Lembra-se aqui três princípios que nos ajudam a compreender o fundamento do desenvolvimento integral segundo a Encíclica Laudato Si, a saber, a ecologia integral e suas correlações; o princípio do bem comum que reitera que não é qualquer desenvolvimento que serve à humanidade; por fim a dimensão do compromisso e justiça em relação às gerações futuras pois estamos aqui de passagem com a missão de viver bem, ajudar os outros a viverem bem e com dignidade e garantir a possibilidade de vida boa e feliz para aqueles que vêm depois de nós. Considera-se estes pontos os princípios éticos e morais que nos ajudam a pensar o desenvolvimento sustentável. A negação destes princípios e de outros a eles relacionados coloca em risco os fundamentos do desenvolvimento. Eles apresentam para nós alguns desafios os quais enumero e estão de forma mais ou menos implícita na Encíclica.

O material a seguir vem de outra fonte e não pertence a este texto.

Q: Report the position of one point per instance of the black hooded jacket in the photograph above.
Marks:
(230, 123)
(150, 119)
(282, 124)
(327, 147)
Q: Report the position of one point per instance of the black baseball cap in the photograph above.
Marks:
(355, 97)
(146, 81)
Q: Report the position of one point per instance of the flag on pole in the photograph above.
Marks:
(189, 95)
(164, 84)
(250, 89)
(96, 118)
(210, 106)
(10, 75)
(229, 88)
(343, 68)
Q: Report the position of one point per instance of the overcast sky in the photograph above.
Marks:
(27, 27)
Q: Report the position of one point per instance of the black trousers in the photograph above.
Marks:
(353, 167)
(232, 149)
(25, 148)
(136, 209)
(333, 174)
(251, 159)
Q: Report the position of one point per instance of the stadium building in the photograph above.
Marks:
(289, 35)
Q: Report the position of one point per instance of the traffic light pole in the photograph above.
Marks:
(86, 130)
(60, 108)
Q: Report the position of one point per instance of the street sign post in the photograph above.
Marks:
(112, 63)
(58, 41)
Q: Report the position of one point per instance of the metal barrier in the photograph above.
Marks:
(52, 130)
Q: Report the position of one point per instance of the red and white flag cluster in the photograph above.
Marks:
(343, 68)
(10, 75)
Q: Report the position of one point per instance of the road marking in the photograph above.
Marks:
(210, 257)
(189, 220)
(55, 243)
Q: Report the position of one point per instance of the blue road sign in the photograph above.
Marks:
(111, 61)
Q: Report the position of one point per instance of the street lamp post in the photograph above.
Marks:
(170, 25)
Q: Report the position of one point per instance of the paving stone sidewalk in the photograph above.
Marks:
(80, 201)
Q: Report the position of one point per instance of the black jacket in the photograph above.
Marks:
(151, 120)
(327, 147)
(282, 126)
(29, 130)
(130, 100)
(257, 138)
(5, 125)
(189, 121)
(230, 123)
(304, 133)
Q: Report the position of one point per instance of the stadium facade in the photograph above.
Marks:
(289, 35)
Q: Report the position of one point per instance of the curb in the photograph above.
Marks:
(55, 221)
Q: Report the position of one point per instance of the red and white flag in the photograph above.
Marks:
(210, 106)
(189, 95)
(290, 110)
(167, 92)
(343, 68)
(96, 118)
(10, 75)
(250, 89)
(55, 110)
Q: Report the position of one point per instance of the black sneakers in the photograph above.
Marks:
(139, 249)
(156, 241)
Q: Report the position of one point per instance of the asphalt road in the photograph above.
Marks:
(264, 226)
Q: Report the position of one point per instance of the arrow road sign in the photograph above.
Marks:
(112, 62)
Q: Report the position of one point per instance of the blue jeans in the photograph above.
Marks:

a- Garantir os processos econômicos e políticos voltados ao cuidado com o Planeta Terra em vista da superação do processo de degradação que vem sofrendo devido uma leitura equivocada e reducionista de desenvolvimento que prejudica o Planeta e a maioria das populações.
b- Enfrentar de forma decisiva as realidades de pobreza e exclusão ainda não resolvidas em muitos países. A pobreza e a miséria são desafios éticos para todos nós.
c- Tratar como realidade emergencial a situação dos migrantes e refugiados. Tal situação não é problemática deste ou daquele país, mas da humanidade inteira e exige decisões políticas, interligadas com os objetivos do desenvolvimento sustentável.
d- Considerar a necessidade de processos de arbítrio internacional voltados à limitação dos avanços da economia de mercado que muitas vezes interfere de forma decisiva e desigual na democracia dos países.
e- Rever a forma de como se tratam as sanções aos os processos belicistas de alguns países visto que têm favorecido a indústria armamentista e criado uma realidade de medo em muitas populações.
Concluindo, cabe lembrar que só podemos considerar desenvolvimento aquele processo que inclui a todos e não gera desigualdades ou degradação social, moral ou ambiental.
É um compromisso amplo e profundo. Envolve a todos nós.